Бахтин утверждает, что карнавальная тенденция особенно отчетливо актуализируется в эпохи смены социальных и политических парадигм[1056]
. Очевидно, что и та гротескная интерпретация насилия, которую мы находим у Сорокина, связана не только со сменой эпох, представляемой нам в самом романе, но и с современной российской социокультурной ситуацией, которую можно обозначить как «эпоху поисков новой Тотальности»[1057]. Бахтин определяет язык Рабле как язык, существующий на стыке двух языковых эпох. Два языка представляют два мировоззрения – в результате их пересечения и формируется гротеск[1058]. Язык Сорокина, в отличие от языка Краснова, не выходящего за рамки «классической» реалистической традиции XIX столетия, существует именно на границе лингвистических культур. Как уже было отмечено выше, рассказчик смешивает фольклорный говор с криминальным сленгом, постсоветский и советский языки – и эта смесь в значительной степени представляет не только лингвистический, но и культурный, и идеологический фон. Использование техники «сказа» позволяет читателю взглянуть на мир, в котором живет Андрей Комяга, его же собственными глазами, то есть увидеть его в качестве позитивной программы. Более того, форма «сказа» позволяет Сорокину репрезентировать рассказчика не как отдельного персонажа и даже не как представителя некой политической группы, но как представителя коллективного «мы» новороссийской опричнины, что расширяет масштаб социальной пародии, заложенной в тексте. К примеру, оба протагониста – и герой Краснова, и герой Сорокина – считают, что авангардная литература «вредна русскому человеку», и радуются обилию «традиционных», «народных» авторов на полках российских книжных магазинов. Однако, в то время как Краснов не дает нам возможности познакомиться с именами этих «традиционных», официально разрешенных к публикации писателей, Сорокин охотно делится ими с читателем – и имена Оксаны Подробской и Дарьи Адашковой моментально позволяют понять, как «мейнстримные» современные российские авторы легко встраиваются в неотрадиционалистские контексты – особенно если такое «встраивание» сопряжено с коммерческим успехом.Ожидая исполнения смертного приговора в камере Лубянской тюрьмы, Петр Краснов не мог, скорее всего, и подумать, что спустя пятьдесят лет после его смерти его роман для многих в России станет сценарием вполне возможной и желанной действительности. Мы полностью согласны с теми критиками, которые утверждают, что книга Сорокина – это книга о циклическом повторении истории[1059]

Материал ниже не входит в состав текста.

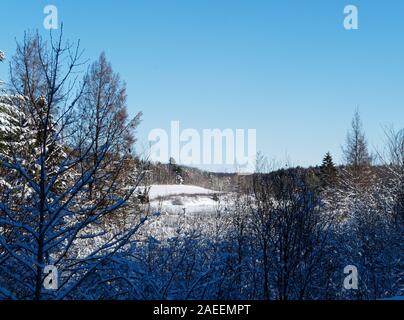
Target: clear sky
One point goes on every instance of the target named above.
(287, 68)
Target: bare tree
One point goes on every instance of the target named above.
(56, 226)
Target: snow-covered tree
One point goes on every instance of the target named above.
(56, 224)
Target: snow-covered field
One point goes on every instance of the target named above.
(180, 199)
(181, 207)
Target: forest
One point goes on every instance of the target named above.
(74, 199)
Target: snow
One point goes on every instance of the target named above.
(187, 205)
(166, 190)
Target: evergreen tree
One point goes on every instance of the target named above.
(328, 170)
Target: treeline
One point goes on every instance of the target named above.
(70, 199)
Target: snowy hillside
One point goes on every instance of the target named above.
(181, 205)
(165, 190)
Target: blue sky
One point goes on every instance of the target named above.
(287, 68)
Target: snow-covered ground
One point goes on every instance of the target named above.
(181, 207)
(165, 190)
(180, 199)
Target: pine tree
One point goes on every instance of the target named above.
(328, 170)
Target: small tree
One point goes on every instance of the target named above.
(328, 170)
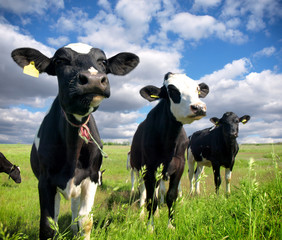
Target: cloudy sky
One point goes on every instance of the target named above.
(234, 46)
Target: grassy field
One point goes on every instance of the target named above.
(252, 211)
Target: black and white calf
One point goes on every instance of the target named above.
(177, 160)
(155, 138)
(66, 154)
(12, 170)
(214, 147)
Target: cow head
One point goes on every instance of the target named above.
(184, 96)
(230, 124)
(81, 71)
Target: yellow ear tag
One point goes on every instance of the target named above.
(31, 70)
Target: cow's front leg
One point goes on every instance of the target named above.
(191, 165)
(227, 179)
(74, 209)
(47, 193)
(151, 200)
(172, 195)
(217, 178)
(198, 174)
(88, 191)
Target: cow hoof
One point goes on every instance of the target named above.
(170, 226)
(150, 228)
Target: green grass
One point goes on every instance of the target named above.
(252, 211)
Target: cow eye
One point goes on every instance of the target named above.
(62, 61)
(102, 63)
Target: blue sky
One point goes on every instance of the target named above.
(235, 46)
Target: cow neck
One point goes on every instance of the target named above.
(85, 134)
(170, 127)
(6, 166)
(229, 143)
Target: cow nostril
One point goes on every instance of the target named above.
(198, 109)
(167, 75)
(194, 108)
(83, 79)
(104, 81)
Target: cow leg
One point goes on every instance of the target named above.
(150, 184)
(191, 165)
(161, 191)
(88, 191)
(74, 209)
(227, 179)
(172, 196)
(217, 178)
(179, 189)
(57, 206)
(132, 180)
(47, 194)
(199, 171)
(143, 194)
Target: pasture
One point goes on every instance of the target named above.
(252, 211)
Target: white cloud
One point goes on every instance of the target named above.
(266, 52)
(137, 15)
(71, 21)
(256, 12)
(105, 4)
(203, 27)
(255, 94)
(18, 125)
(58, 42)
(16, 87)
(30, 6)
(205, 4)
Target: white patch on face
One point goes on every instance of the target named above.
(93, 71)
(188, 89)
(79, 47)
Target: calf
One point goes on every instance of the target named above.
(177, 159)
(155, 138)
(67, 151)
(215, 146)
(12, 170)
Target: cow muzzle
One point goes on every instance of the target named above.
(94, 83)
(199, 109)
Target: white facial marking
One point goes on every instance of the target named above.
(79, 47)
(93, 71)
(188, 89)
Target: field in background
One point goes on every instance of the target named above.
(253, 211)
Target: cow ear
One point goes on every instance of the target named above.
(152, 93)
(204, 90)
(122, 63)
(215, 121)
(244, 119)
(24, 56)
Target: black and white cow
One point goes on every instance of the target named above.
(66, 154)
(12, 170)
(155, 138)
(177, 159)
(214, 147)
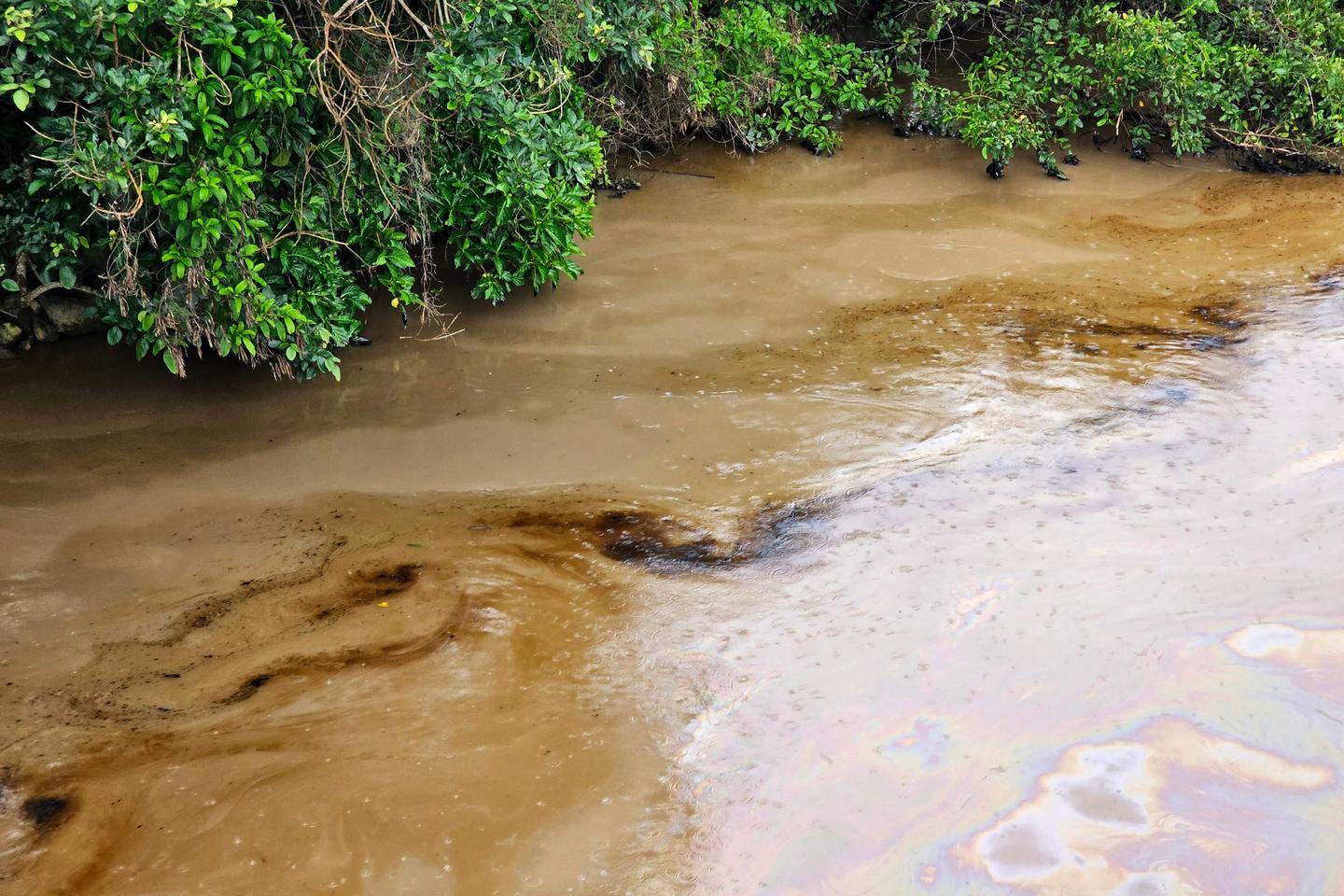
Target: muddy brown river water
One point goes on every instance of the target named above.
(855, 525)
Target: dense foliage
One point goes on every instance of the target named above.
(240, 175)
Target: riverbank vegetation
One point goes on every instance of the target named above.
(241, 176)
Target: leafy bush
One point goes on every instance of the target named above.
(241, 176)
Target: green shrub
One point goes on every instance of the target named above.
(241, 176)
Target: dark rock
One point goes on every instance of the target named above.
(70, 315)
(45, 330)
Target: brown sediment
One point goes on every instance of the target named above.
(991, 424)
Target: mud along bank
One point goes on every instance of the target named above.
(854, 525)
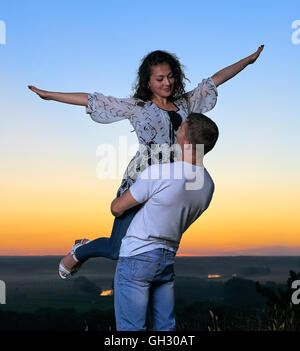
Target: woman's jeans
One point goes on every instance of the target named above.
(145, 283)
(108, 247)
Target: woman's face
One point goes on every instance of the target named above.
(161, 80)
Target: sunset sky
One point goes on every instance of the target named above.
(50, 192)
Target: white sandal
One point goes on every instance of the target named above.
(63, 272)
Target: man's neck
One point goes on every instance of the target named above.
(193, 161)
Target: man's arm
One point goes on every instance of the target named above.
(68, 98)
(123, 203)
(230, 71)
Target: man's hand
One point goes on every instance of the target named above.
(253, 57)
(123, 203)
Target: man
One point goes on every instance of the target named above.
(145, 274)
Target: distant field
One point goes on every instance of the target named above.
(33, 282)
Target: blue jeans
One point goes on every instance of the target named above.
(108, 247)
(141, 282)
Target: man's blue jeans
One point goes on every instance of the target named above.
(141, 282)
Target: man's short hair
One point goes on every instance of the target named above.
(201, 130)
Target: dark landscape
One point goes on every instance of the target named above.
(212, 293)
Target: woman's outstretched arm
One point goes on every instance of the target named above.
(230, 71)
(68, 98)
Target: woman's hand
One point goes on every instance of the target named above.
(230, 71)
(68, 98)
(253, 57)
(44, 94)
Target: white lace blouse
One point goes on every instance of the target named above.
(151, 123)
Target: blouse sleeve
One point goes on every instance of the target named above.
(204, 97)
(108, 109)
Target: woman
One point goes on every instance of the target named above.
(156, 110)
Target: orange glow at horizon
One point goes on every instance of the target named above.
(44, 216)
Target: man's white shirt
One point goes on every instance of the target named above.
(174, 195)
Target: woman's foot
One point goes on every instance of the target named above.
(69, 265)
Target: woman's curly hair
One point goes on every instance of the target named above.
(142, 91)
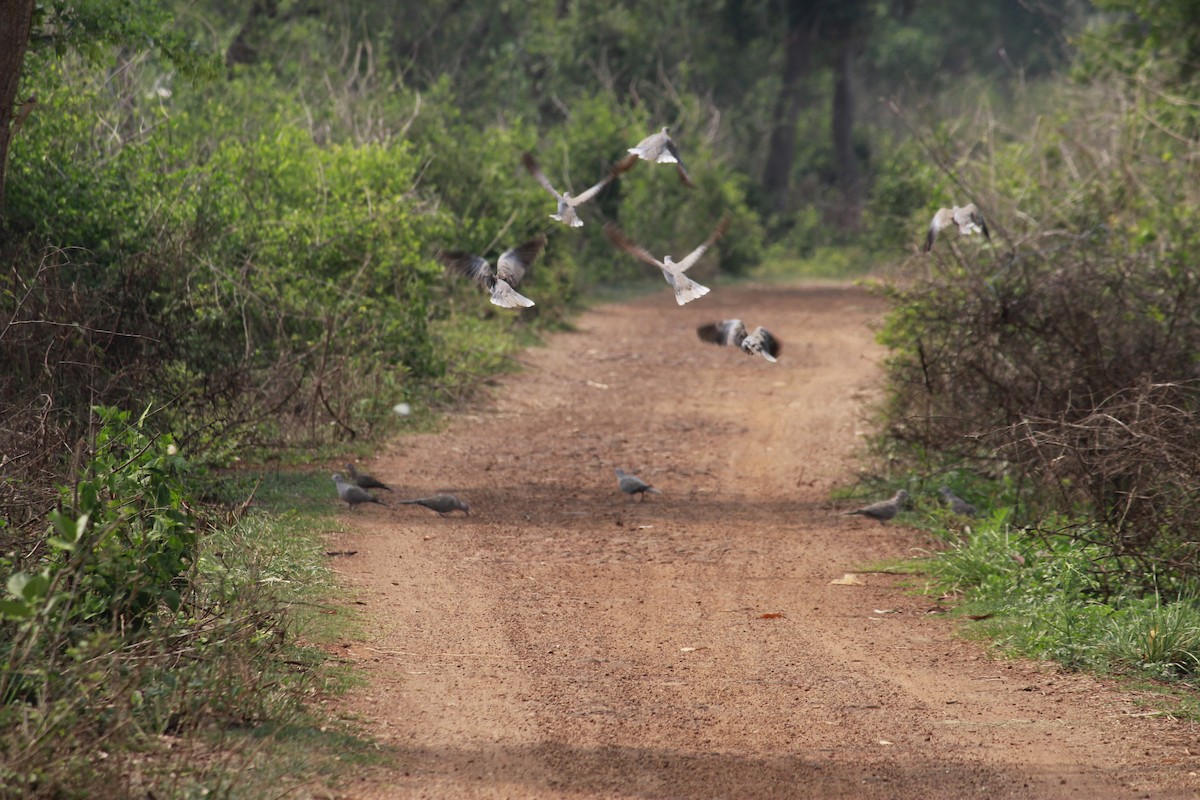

. Однако, на наш взгляд, роман Сорокина содержит в себе намного больше, чем мрачное политическое предсказание. В первую очередь «День опричника» – это блестящая и чрезвычайно успешная деконструкция как утопического жанра (в котором написан роман Петра Краснова), так и национал-этатистской идеологии, что повлияла на его возрождение.Техногенная матка истории
(Заметки о происхождении ключевого образа в фильме В. Сорокина «Мишень»)
1. Значение «Мишени» как вытесненной травмы
Американский философ и литературовед Фредрик Джеймисон описал утопию как радикальную форму историзации настоящего времени[1060]
. По-видимому, эта интерпретация верна для любой утопии и антиутопии, но особое значение она приобретает при анализе фильма «Мишень», снятого режиссером Александром Зельдовичем по сценарию Владимира Сорокина. В этом фильме проблематизирована сама операция историзации, на которой основано утопическое (как и антиутопическое) воображение.Фильм вышел на экраны Москвы ограниченным прокатом в сентябре 2011 года. До этого «Мишень» была показана на Берлинском и Московском кинофестивалях и на втором получила ряд наград от киножурналистов[1061]
. Однако реакция в прессе и интернете после выхода фильма на экраны была совсем не восторженной. Новый фильм или ругали в очень резких выражениях, или, реже, хвалили – но как-то растерянно. При этом фильм не вызвал никаких принципиальных дискуссий – ни в прессе, ни в интернете.«Мишень» упрекали в затянутости и излишней обстоятельности (картина идет почти три часа), в том, что события в фильме нелогичны и их связь не объясняется, наконец, в том, что произведение Зельдовича и Сорокина получилось слишком рассудочным: «Впечатляющий, но все-таки проект – важного, фундаментального, очень своевременного произведения, по каким-то наверняка уважительным причинам оставшегося на стадии чертежей», – писал критик Роман Волобуев[1062]
(в том же духе высказались Станислав Зельвенский и Антон Долин).